O que segue é a história do “Cientista Maluco” argentino, que é o próprio narrador, o qual vai a um Congresso de Literatura a fim de clonar um gênio. O escolhido para o papel de gênio, sem grandes explicações, é o escritor e diplomata mexicano, nascido no Panamá, Carlos Fuentes, que também estaria lá e que é autor de “Aura”, um breve relato fantástico muito apreciado. A proposta do narrador era “boa”: ter um mundo habitado apenas por gênios, e não por “autômatos”, como o cientista via parte dos presentes.

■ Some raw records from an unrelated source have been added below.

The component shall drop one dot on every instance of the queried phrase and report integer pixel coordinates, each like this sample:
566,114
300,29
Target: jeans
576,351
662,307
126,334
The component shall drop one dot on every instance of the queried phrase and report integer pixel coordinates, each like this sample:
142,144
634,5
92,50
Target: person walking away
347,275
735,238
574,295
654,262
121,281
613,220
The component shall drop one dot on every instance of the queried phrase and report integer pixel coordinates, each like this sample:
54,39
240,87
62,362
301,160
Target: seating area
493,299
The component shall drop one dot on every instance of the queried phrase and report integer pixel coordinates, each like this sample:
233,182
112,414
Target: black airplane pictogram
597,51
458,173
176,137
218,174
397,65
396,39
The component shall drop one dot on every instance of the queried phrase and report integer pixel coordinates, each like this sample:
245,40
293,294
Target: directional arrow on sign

Decidido, pois, a clonar Fuentes, afirma que “não me restava mais que esperar. Devia pensar em alguma coisa para ocupar o tempo. Como não tinha a intenção de assistir às tediosas sessões do Congresso, comprei uma roupa de banho e a partir do dia seguinte comecei a passar as manhãs e as tardes na piscina”.  

Sabe-se que Aira participou de congressos literários, inclusive de um na Venezuela, e isso pode ter inspirado a trama sua “novelinha”. Se o protagonista de O Congresso de Literatura for visto como alter ego do escritor, pode-se concluir que Aira não guardou uma boa impressão desses eventos. Para o narrador de Aira, congressos sempre eram tediosos, e ele os via apenas como uma “possibilidade de tirar férias e descansar”, ou de se “recompor e espairecer um pouco”, não em auditórios, mas na “piscina”, na água “limpa como um cristal bem lavado”.

O cientista vai, compreensivelmente, se afastando desse Congresso que deveria ter tido protagonismo na narrativa e para o qual havia sido convidado.  Confessa então sem nenhum pudor que dele se manteve “tão alheio que não poderia mencionar um só dos temas tratados nas conferências e painéis de discussão”. 

A história vai enveredando por fatos inusitados, como a aparição de larvas azuis, que deixam o narrador tão aturdido a ponto de ele se perder em descrições repletas de clichês, que ele próprio critica: “Parece a intromissão de outro enredo, por exemplo, o de um velho filme barato de ficção científica”.

Em O Congresso de Literatura, os acontecimentos realmente instigantes e importantes se desenrolam bem longe das discussões acadêmicas e científicas. Portanto, as experiências mais inesquecíveis e dignas de serem relatadas não provêm do nicho dos “gênios”, mas de um leque de pessoas comuns muito diversas entre si. 

Dirce Waltrick do Amarante é escritora, ensaísta e tradutora. Professora do Curso de Artes Cênicas e da Pós-Graduação em Literatura da Universidade Federal de Santa Catarina. Organizou e traduziu A palavra e o fio, antologia de textos em prosa e verso de Cecilia Vicuña.